Soybean prices were very good during most of that time which encouraged farmers to make the switch. The price of soybeans has since declined, but farmers and ranchers continue to increase their soybean acreage.
The conversion of pastureland has been the primary way in which soybean acreage has increased in the state in recent years. Brazilian scientists have demonstrated that cattle production and row crop production can both be increased by utilizing a long term rotation between row crops and pastures. It is much easier and quicker converting pastures to row crops than it is to purchase and clear new land. Additionally, stricter environment laws have made it much more difficult to clear new land for additional row crop production.
In addition to the price, another reason for the increased enthusiasm for soybeans has been improved technologies used in soybean production.

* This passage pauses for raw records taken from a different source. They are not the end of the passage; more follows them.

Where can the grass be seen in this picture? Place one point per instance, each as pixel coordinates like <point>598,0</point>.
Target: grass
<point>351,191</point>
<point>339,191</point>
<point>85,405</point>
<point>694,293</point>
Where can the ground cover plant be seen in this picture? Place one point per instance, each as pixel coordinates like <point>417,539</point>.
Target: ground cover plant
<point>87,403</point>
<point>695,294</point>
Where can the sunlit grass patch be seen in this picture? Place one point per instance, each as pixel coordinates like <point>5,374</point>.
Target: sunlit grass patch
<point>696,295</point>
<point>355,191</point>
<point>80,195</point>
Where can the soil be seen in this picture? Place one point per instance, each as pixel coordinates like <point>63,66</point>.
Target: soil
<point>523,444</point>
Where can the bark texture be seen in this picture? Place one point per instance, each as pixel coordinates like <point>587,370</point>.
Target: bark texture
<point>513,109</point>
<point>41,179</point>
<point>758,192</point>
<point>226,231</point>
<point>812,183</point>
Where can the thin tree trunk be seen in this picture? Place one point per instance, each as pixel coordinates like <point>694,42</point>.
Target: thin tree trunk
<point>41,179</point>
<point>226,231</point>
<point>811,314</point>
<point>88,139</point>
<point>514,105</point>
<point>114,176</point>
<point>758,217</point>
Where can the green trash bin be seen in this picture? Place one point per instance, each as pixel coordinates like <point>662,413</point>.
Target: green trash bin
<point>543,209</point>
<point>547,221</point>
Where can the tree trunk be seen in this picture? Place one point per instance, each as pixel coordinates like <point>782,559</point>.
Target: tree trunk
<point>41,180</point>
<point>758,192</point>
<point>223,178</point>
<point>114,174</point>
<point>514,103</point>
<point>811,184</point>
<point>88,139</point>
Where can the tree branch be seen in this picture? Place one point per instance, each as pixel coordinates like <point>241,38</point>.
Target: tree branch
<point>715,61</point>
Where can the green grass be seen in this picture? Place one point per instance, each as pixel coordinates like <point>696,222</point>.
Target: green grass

No-till planting now accounts for 95% of the soybean production in the state which allows for the soybeans to be planted directly into the existing pastures. No-till planting also helps to maintain the fertility of the soil by reducing erosion and increasing the water holding capacity of the soil.
The switching of sugarcane to soybeans has been a secondary way in which soybean acreage has increased. Sugarcane producers in the state have been disappointed in recent years with adverse weather impacting their sugarcane production and low prices for sugar and ethanol. The prospects for the sugar sector remain clouded and farmers are expected to continue switching some of their sugarcane to soybeans whenever the sugarcane fields need to be renovated.